Quella sera Ihab stava rincasando da Trebaseleghe dove aveva appena finito il suo turno al ristorante come stagista. All’altezza di via Gattoeo a Piombino è stato colpito da una Mercedes e sbalzato nel fosso adiacente alla carreggiata. Non vedendolo tornare a casa, il padre, dopo tre ore, è andato a cercarlo insieme alla sorella, trovandolo esanime nel fiumiciattolo.
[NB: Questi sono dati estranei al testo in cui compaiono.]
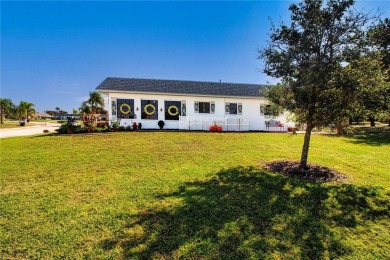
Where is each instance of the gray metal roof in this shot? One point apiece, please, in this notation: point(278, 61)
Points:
point(181, 87)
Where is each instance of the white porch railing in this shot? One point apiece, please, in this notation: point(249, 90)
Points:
point(204, 123)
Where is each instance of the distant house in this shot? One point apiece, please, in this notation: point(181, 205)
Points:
point(66, 116)
point(191, 105)
point(43, 116)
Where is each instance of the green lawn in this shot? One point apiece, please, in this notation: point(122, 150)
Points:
point(13, 124)
point(191, 195)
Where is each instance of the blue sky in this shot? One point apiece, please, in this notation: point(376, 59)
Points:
point(54, 53)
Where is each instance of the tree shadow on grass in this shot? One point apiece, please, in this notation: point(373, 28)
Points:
point(376, 139)
point(249, 213)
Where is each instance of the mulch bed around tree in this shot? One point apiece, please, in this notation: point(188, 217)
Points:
point(313, 173)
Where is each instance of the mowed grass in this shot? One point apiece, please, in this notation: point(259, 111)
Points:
point(13, 124)
point(191, 195)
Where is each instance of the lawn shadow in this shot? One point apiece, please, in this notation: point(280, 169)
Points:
point(248, 213)
point(375, 139)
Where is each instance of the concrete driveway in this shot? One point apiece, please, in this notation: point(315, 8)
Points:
point(30, 130)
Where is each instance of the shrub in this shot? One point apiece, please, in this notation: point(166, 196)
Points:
point(161, 124)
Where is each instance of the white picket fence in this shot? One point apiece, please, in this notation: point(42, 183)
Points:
point(204, 123)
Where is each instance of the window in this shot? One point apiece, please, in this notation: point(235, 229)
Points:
point(149, 109)
point(204, 107)
point(269, 111)
point(125, 108)
point(172, 110)
point(233, 108)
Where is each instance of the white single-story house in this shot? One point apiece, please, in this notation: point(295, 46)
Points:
point(188, 105)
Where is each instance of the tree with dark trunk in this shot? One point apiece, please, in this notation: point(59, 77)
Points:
point(6, 107)
point(307, 54)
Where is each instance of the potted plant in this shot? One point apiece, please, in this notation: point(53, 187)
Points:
point(115, 126)
point(161, 124)
point(69, 128)
point(91, 128)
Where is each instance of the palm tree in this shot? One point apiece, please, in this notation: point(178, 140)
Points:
point(25, 109)
point(6, 107)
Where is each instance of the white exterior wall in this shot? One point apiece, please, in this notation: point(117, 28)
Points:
point(250, 110)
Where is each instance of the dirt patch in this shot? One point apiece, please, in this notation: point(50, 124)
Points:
point(313, 173)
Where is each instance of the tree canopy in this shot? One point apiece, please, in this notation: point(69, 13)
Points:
point(308, 54)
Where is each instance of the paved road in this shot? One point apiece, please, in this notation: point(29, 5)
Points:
point(30, 130)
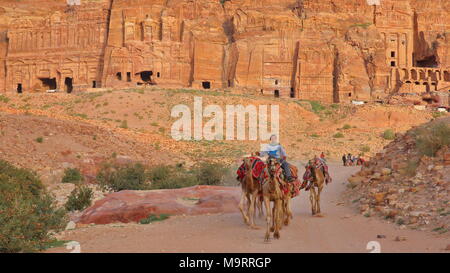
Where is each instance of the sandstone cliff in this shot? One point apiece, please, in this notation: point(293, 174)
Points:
point(328, 50)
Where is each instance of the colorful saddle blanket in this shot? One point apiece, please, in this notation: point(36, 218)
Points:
point(258, 167)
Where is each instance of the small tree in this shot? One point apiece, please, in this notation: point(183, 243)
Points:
point(27, 212)
point(79, 199)
point(389, 134)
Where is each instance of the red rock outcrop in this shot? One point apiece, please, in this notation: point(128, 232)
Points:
point(406, 186)
point(332, 51)
point(132, 206)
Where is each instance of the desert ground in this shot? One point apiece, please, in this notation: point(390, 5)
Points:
point(82, 130)
point(341, 229)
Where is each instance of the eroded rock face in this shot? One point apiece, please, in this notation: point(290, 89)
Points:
point(132, 206)
point(332, 51)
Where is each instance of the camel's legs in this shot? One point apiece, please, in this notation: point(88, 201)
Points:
point(242, 209)
point(268, 218)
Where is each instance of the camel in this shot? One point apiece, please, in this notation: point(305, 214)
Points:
point(275, 166)
point(318, 182)
point(271, 192)
point(250, 192)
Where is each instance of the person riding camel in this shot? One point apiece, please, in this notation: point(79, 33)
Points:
point(274, 149)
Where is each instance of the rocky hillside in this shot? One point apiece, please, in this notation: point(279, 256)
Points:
point(408, 182)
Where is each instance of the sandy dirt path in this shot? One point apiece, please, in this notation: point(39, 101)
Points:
point(341, 229)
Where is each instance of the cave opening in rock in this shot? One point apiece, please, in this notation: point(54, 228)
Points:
point(49, 83)
point(427, 87)
point(206, 85)
point(430, 61)
point(68, 83)
point(146, 76)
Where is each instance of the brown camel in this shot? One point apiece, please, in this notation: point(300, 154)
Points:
point(250, 192)
point(270, 191)
point(276, 172)
point(318, 182)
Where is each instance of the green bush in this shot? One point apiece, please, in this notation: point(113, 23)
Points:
point(128, 177)
point(124, 124)
point(72, 175)
point(365, 149)
point(27, 211)
point(136, 177)
point(79, 199)
point(411, 168)
point(432, 138)
point(389, 134)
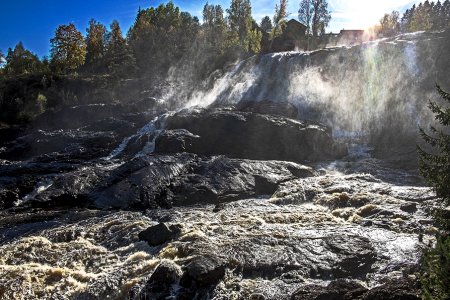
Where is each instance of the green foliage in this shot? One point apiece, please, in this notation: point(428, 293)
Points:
point(435, 167)
point(389, 24)
point(266, 24)
point(315, 16)
point(426, 16)
point(96, 39)
point(21, 61)
point(279, 19)
point(68, 48)
point(118, 58)
point(240, 22)
point(160, 36)
point(436, 264)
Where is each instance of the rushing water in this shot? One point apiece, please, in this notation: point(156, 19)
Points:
point(358, 219)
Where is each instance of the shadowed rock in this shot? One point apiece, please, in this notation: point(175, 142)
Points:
point(247, 135)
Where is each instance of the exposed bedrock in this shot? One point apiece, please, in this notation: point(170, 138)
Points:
point(144, 182)
point(247, 135)
point(78, 132)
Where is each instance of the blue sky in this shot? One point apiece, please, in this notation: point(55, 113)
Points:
point(34, 22)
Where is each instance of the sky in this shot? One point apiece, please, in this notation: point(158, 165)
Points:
point(34, 22)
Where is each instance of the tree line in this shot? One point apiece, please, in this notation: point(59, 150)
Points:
point(161, 36)
point(424, 17)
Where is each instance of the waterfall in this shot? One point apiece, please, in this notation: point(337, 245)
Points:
point(353, 89)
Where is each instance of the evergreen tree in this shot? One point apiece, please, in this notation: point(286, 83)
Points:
point(68, 48)
point(279, 19)
point(446, 14)
point(21, 61)
point(321, 17)
point(240, 22)
point(266, 24)
point(435, 167)
point(214, 27)
point(305, 14)
point(119, 59)
point(95, 43)
point(160, 36)
point(389, 24)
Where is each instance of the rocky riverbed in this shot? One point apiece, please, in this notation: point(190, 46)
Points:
point(219, 203)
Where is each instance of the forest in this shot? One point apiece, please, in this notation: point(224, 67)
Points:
point(111, 63)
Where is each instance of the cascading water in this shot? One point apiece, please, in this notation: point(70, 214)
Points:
point(352, 89)
point(150, 130)
point(236, 228)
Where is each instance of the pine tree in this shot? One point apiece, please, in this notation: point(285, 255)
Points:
point(321, 17)
point(279, 19)
point(21, 61)
point(95, 44)
point(435, 167)
point(240, 23)
point(119, 59)
point(68, 48)
point(389, 24)
point(266, 24)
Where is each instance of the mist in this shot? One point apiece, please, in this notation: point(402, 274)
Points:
point(380, 88)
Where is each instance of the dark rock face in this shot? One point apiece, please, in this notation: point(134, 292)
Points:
point(203, 271)
point(248, 135)
point(145, 182)
point(283, 109)
point(158, 286)
point(79, 132)
point(175, 141)
point(158, 234)
point(400, 289)
point(336, 290)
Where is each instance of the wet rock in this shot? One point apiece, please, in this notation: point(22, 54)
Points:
point(336, 290)
point(395, 289)
point(158, 286)
point(283, 109)
point(221, 179)
point(253, 136)
point(409, 207)
point(175, 141)
point(158, 234)
point(203, 271)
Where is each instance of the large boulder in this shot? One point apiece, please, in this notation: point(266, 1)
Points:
point(283, 109)
point(248, 135)
point(150, 181)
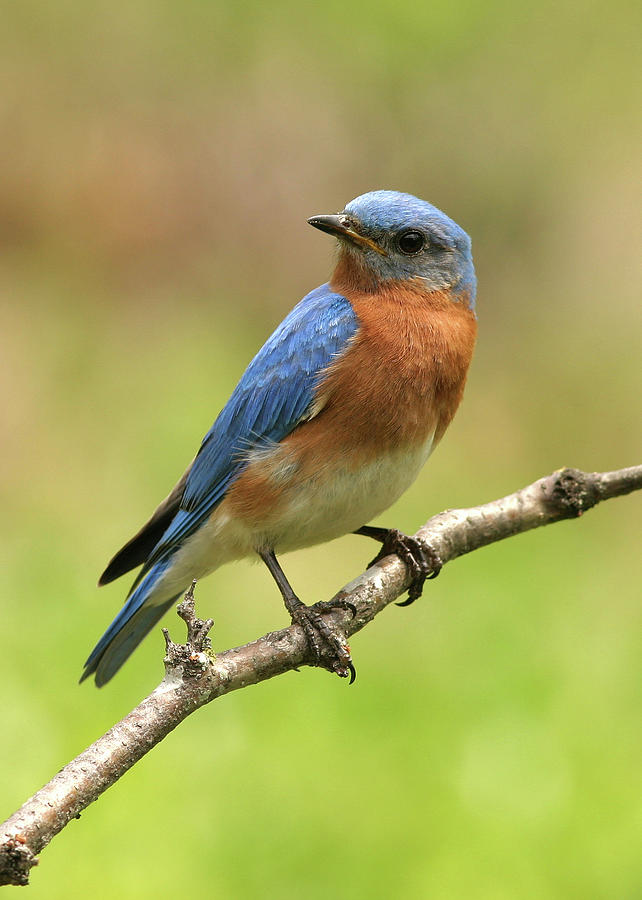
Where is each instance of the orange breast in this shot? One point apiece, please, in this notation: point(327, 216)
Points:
point(400, 382)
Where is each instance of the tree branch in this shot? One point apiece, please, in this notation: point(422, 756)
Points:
point(194, 677)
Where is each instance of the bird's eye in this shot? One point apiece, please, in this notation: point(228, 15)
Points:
point(411, 242)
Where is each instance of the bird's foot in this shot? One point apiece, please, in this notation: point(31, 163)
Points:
point(421, 560)
point(329, 648)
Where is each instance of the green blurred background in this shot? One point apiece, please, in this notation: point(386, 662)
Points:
point(159, 160)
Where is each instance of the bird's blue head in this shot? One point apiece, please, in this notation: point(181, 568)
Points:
point(394, 236)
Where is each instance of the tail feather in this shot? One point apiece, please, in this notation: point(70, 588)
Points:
point(137, 617)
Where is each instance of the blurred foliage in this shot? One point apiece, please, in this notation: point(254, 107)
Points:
point(158, 162)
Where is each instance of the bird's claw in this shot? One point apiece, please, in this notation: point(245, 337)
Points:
point(328, 648)
point(422, 561)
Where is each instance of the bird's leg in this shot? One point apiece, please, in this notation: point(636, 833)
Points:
point(322, 640)
point(422, 561)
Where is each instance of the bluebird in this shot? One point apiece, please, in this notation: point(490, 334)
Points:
point(330, 423)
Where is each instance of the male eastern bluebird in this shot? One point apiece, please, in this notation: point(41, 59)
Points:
point(329, 425)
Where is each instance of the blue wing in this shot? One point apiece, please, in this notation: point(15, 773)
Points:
point(272, 398)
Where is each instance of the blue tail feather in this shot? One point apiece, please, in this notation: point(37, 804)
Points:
point(133, 622)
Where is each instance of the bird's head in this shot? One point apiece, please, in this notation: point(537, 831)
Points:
point(388, 236)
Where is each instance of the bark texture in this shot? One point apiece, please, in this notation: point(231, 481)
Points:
point(194, 677)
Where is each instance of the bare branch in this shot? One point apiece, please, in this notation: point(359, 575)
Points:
point(194, 677)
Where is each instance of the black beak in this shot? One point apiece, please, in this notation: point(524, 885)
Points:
point(341, 227)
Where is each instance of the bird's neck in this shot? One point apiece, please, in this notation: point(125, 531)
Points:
point(353, 276)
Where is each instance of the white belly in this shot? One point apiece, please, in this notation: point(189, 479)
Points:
point(326, 506)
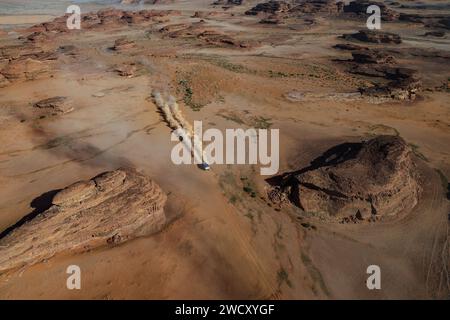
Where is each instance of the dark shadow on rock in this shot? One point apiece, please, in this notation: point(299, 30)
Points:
point(332, 157)
point(39, 204)
point(448, 191)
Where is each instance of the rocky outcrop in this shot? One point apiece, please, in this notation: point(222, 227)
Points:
point(55, 105)
point(103, 19)
point(25, 69)
point(128, 70)
point(373, 36)
point(322, 7)
point(123, 44)
point(270, 7)
point(297, 8)
point(438, 21)
point(357, 181)
point(358, 9)
point(111, 208)
point(398, 83)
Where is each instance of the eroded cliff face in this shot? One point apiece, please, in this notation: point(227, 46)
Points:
point(111, 208)
point(358, 181)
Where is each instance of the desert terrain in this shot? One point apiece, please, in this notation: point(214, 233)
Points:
point(364, 125)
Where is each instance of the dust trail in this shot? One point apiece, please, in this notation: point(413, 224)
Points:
point(175, 119)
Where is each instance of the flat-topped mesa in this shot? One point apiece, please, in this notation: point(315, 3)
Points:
point(358, 181)
point(107, 18)
point(113, 207)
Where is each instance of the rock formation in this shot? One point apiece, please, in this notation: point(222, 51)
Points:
point(55, 105)
point(111, 208)
point(357, 181)
point(358, 9)
point(374, 36)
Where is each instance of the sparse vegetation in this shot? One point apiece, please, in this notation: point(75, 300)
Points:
point(188, 93)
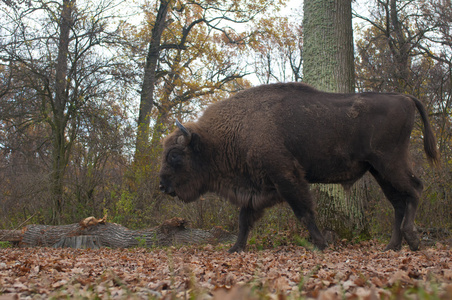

Inutili per il 18enne i tentativi di rianimazione.

Omissione

La mattina di Pasqua una 19enne di Trebaseleghe si è presentata nella locale caserma dei carabinieri insieme alla madre, denunciando di essere stata vittima di un incidente la sera prima e di essere andata via perché convinta di aver centrato un animale. Dai primi riscontri sembrava che Ihab fosse morto sul colpo, ma giovedì le indagini hanno preso una svolta clamorosa: nei suoi polmoni è stata trovata acqua, a indicare che il giovane non è morto sul colpo e che se la 19enne, poi denunciata per omicidio stradale e omissione, si fosse fermata, il 18enne (forse) si sarebbe potuto salvare. Ora la posizione della giovane rischia di aggravarsi.